The Farm Credit System was originally created to safeguard family farms.  It’s now funneling half of its $400 billion loan portfolio into mega-loans ($25 million and higher) to the usual suspects of Big Ag,” Kittle explains.  “In fact, there are Fortune 500 companies who have taken out billion dollar loans, at reduced interest rates, through the U.S. Farm Credit System.”

Kittle continues by outlining the impacts. 

“If we eliminate the Big Ag mega-loans draining Farm Credit’s funding dry, it frees up $200 billion in lending capital; enough capital to provide a $400,000 farm loan to 500,000 family farms; near identical to the same number of farms the USDA found to be in need of financing in a 2023 Report issued by its Economic Research Service.”

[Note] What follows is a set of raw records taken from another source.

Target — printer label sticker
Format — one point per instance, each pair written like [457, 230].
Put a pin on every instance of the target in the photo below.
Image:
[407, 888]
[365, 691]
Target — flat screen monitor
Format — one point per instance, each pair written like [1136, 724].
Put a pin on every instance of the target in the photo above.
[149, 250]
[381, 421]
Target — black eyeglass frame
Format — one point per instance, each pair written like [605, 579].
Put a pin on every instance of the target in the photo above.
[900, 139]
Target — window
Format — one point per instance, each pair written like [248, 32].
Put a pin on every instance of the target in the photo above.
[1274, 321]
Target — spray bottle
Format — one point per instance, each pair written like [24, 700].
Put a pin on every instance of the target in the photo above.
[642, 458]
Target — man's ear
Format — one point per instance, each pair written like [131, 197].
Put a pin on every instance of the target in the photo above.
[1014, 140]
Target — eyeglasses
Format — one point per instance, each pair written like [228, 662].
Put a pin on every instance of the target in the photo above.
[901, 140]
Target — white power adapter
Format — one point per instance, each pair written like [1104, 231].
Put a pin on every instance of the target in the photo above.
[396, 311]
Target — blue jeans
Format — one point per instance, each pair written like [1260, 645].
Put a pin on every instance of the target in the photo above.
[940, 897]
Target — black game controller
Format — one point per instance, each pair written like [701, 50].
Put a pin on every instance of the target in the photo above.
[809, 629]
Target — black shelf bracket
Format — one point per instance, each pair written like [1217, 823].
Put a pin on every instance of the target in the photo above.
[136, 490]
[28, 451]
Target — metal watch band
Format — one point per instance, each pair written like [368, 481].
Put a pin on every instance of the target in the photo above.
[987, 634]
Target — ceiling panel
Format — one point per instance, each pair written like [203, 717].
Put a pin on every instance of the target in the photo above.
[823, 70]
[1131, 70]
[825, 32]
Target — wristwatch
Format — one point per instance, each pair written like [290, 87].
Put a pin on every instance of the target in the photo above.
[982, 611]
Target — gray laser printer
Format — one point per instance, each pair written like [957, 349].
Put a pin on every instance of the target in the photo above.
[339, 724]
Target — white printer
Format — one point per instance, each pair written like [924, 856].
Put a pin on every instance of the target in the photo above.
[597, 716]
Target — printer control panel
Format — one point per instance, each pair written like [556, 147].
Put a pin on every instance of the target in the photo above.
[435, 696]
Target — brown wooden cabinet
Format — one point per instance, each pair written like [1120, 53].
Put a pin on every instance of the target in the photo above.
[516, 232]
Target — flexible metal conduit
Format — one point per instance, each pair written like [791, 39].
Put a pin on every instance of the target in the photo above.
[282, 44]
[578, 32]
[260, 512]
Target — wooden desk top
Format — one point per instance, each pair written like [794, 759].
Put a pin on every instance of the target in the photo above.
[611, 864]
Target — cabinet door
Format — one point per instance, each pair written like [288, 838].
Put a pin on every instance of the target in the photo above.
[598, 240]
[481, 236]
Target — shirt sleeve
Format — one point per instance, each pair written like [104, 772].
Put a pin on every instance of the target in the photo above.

Cole Bolton, rancher and Senior Vice President of Frontier Bank of Texas, spends his time trying to educate ranchers on proper leverage, debt reduction discipline and how to build a balance sheet to even qualify for lending. 

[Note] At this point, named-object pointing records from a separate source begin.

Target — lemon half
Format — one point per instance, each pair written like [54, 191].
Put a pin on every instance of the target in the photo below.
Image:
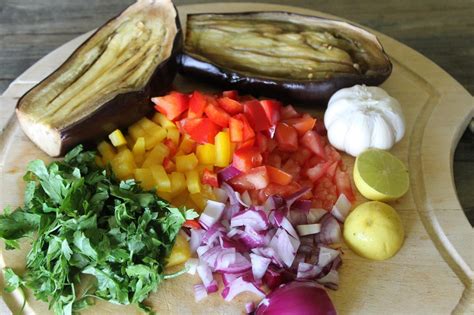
[379, 175]
[374, 230]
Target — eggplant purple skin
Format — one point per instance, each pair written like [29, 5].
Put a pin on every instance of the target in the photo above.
[123, 109]
[308, 93]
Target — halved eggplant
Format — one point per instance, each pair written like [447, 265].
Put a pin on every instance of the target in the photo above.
[108, 81]
[298, 58]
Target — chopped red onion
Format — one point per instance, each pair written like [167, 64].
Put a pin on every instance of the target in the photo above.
[259, 265]
[315, 215]
[227, 174]
[307, 271]
[326, 256]
[200, 292]
[308, 229]
[285, 246]
[341, 208]
[238, 286]
[330, 280]
[257, 220]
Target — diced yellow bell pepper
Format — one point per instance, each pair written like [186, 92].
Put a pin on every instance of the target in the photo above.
[156, 156]
[206, 153]
[173, 134]
[123, 165]
[136, 131]
[139, 150]
[145, 177]
[199, 200]
[180, 252]
[161, 119]
[107, 151]
[178, 183]
[186, 146]
[222, 143]
[117, 138]
[161, 178]
[186, 163]
[193, 182]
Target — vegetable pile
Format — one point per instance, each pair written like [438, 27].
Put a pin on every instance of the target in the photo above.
[84, 222]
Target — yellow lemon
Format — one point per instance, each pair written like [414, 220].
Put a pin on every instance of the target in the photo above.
[379, 175]
[374, 230]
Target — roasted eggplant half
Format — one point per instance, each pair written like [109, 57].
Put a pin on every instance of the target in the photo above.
[298, 58]
[107, 82]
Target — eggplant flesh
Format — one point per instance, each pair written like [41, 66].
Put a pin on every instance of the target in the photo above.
[108, 81]
[298, 57]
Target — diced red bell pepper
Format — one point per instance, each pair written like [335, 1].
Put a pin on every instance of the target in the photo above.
[256, 178]
[247, 131]
[233, 94]
[302, 124]
[210, 178]
[236, 130]
[192, 224]
[272, 110]
[256, 115]
[217, 115]
[313, 141]
[289, 112]
[343, 184]
[229, 105]
[201, 130]
[246, 158]
[171, 105]
[278, 176]
[197, 104]
[319, 170]
[287, 137]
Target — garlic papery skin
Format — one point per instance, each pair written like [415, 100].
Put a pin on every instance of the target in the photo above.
[363, 117]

Bolton tells ZeroHedge that regulatory reforms are needed more than ever. 

Now, more than ever, producers need access to liquidity for expansion or just simple stability,” Bolton said. “For too long ranchers have been indentured to leverage and the banking regulatory guidelines are making it harder for them to qualify for operating loans.”

According to the report Kittle referenced, the United States is losing farms at an alarming rate. Over the last five years, 141,733 farms have disappeared. That’s an average of approximately 28,347 farms per year—about 77 farms per hour.

Given that small family farms make up 96-98% of all American farms, it’s easy to understand how an industry – that rarely agreed on anything  – has been able to find consensus on what partnership looks like.  

Time is of the essence. This is why ZeroHedge has launched the first farmer-focused partnership with the Beef Initiative—a rancher-direct think tank. Together, we are committed to leading by example and creating innovative solutions to inject liquidity directly back into the hands that produce our food supply.  

As monopoly-guided regulations disproportionately burden small players, and public funds are prioritized for mega-donor reciprocity, we must look to consumer choice and free markets over bigger government. 

Simultaneously, MAHA farmers welcome the opportunity to partner and stand united in calls for regulatory reforms and the mission realignment of executive agencies.